Meskipun MC sendiri merupakan senyawa yang dimodifikasi secara kimia, bahan bakunya, selulosa, berasal dari sumber alami. Selulosa dapat diekstrak dari berbagai bahan tanaman, termasuk kayu, kapas, rami, dan tanaman berserat lainnya. Selulosa kemudian diproses untuk menghilangkan kotoran dan mengubahnya menjadi bentuk yang dapat digunakan untuk produksi MC.
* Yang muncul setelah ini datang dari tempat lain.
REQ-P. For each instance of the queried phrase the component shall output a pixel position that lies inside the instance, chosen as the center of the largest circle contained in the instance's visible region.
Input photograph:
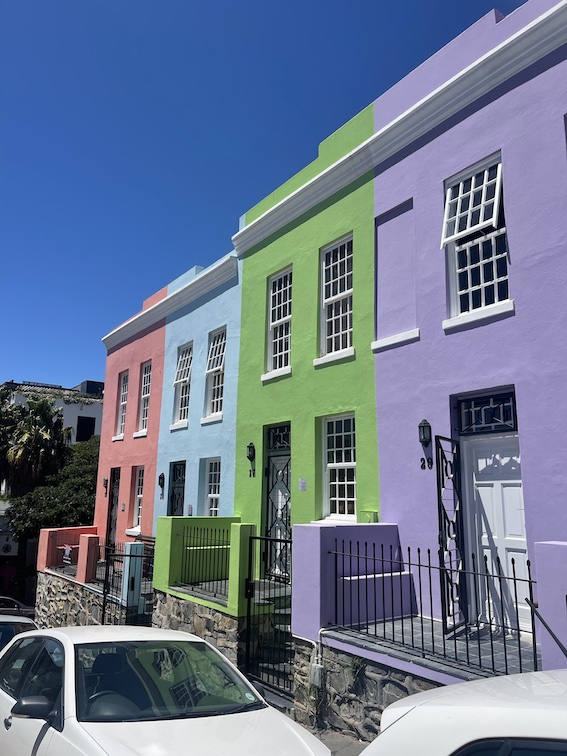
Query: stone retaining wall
(60, 602)
(353, 694)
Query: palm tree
(38, 446)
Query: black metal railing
(466, 614)
(205, 559)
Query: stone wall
(353, 693)
(221, 630)
(60, 602)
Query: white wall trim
(483, 314)
(208, 280)
(273, 374)
(530, 44)
(396, 340)
(334, 356)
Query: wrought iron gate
(269, 643)
(451, 535)
(128, 597)
(278, 497)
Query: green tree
(66, 499)
(38, 445)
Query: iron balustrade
(205, 559)
(403, 603)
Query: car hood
(247, 734)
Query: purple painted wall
(525, 122)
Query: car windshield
(152, 680)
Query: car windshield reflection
(153, 680)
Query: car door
(32, 666)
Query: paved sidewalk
(339, 743)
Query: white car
(120, 691)
(11, 625)
(512, 715)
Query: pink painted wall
(130, 452)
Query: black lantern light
(424, 433)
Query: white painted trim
(334, 356)
(273, 374)
(179, 425)
(396, 340)
(485, 314)
(530, 44)
(208, 280)
(210, 419)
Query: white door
(495, 527)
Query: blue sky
(134, 133)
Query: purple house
(470, 162)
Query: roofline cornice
(522, 49)
(206, 281)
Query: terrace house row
(394, 352)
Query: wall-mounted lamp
(251, 456)
(424, 433)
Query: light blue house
(196, 447)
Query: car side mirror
(32, 707)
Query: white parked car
(117, 691)
(512, 715)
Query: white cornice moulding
(208, 280)
(530, 44)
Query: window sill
(273, 374)
(210, 419)
(179, 425)
(398, 339)
(334, 357)
(482, 315)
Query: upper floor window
(139, 497)
(475, 234)
(182, 384)
(215, 373)
(213, 488)
(336, 298)
(146, 382)
(340, 466)
(279, 334)
(122, 401)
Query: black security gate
(451, 534)
(128, 597)
(269, 643)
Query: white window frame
(139, 497)
(212, 486)
(339, 469)
(122, 404)
(145, 389)
(279, 322)
(472, 200)
(477, 254)
(182, 385)
(336, 292)
(214, 374)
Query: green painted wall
(336, 146)
(309, 394)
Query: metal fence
(205, 559)
(398, 599)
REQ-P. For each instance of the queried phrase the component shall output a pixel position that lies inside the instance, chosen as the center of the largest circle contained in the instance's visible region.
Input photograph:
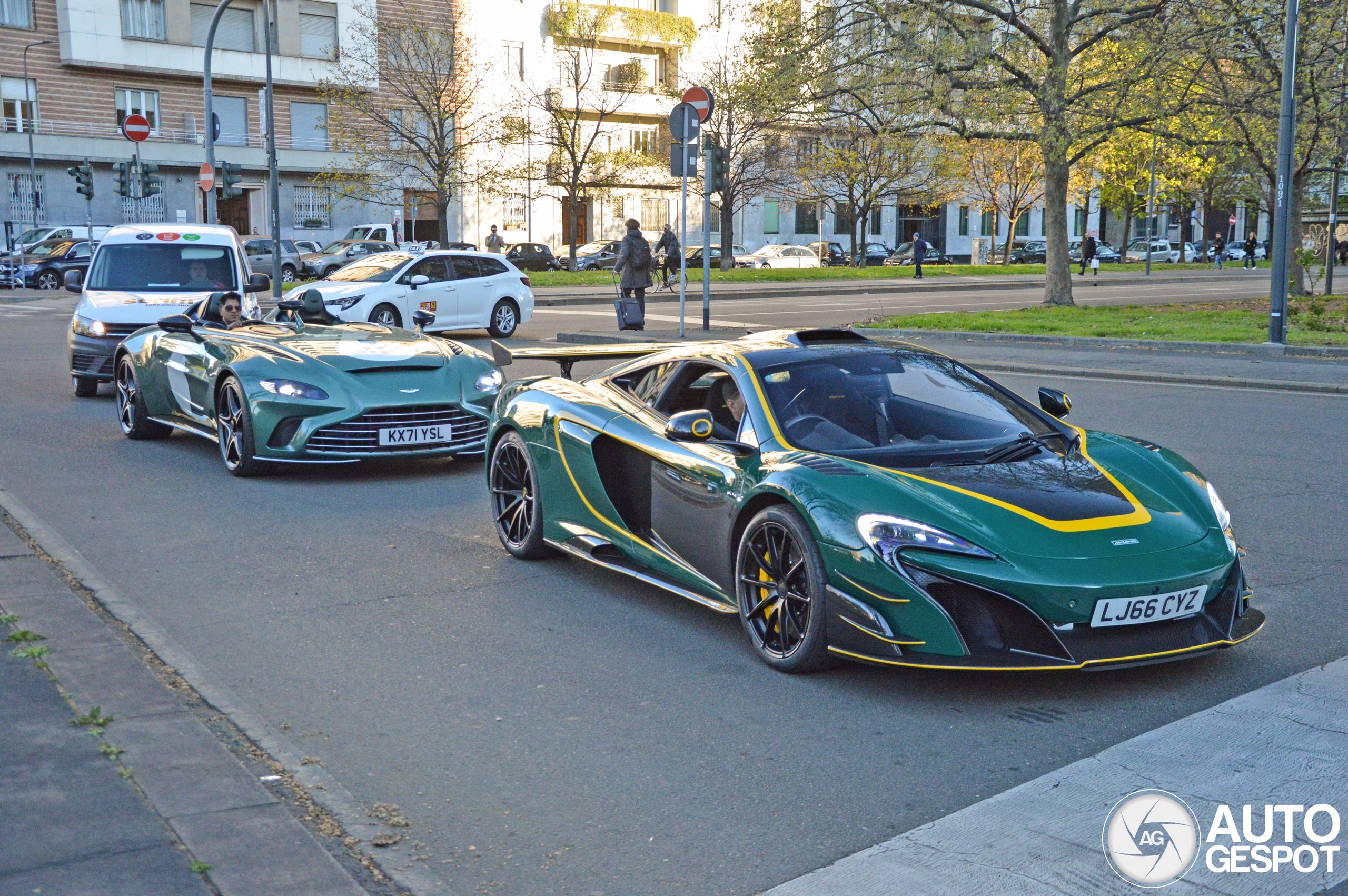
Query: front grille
(362, 434)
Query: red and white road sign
(701, 100)
(135, 127)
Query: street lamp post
(33, 166)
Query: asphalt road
(549, 728)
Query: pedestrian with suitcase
(634, 263)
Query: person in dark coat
(634, 263)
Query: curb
(839, 288)
(1000, 367)
(1096, 341)
(321, 786)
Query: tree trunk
(1057, 274)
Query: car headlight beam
(294, 390)
(889, 535)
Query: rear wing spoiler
(567, 357)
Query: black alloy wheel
(131, 406)
(516, 500)
(234, 429)
(386, 314)
(781, 591)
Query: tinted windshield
(376, 268)
(162, 268)
(891, 407)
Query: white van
(142, 273)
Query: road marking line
(1282, 744)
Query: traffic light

Setelah selulosa diperoleh, selulosa tersebut mengalami eterifikasi untuk memasukkan gugus metil ke dalam rantai utama selulosa, sehingga terbentuk metil selulosa. Proses ini melibatkan perlakuan selulosa dengan campuran natrium hidroksida dan metil klorida dalam kondisi terkontrol.
Metil selulosa yang dihasilkan berupa bubuk berwarna putih hingga putih kekuningan, tidak berbau, dan tidak berasa yang larut dalam air dingin dan membentuk larutan kental. Senyawa ini banyak digunakan di berbagai industri, termasuk makanan, farmasi, perawatan pribadi, dan konstruksi, karena sifatnya yang dapat mengentalkan, menstabilkan, dan membentuk lapisan film.
Meskipun MC merupakan senyawa yang dimodifikasi secara kimia, senyawa ini berasal dari selulosa alami, sehingga menjadikannya pilihan yang mudah terurai secara hayati dan ramah lingkungan untuk berbagai aplikasi.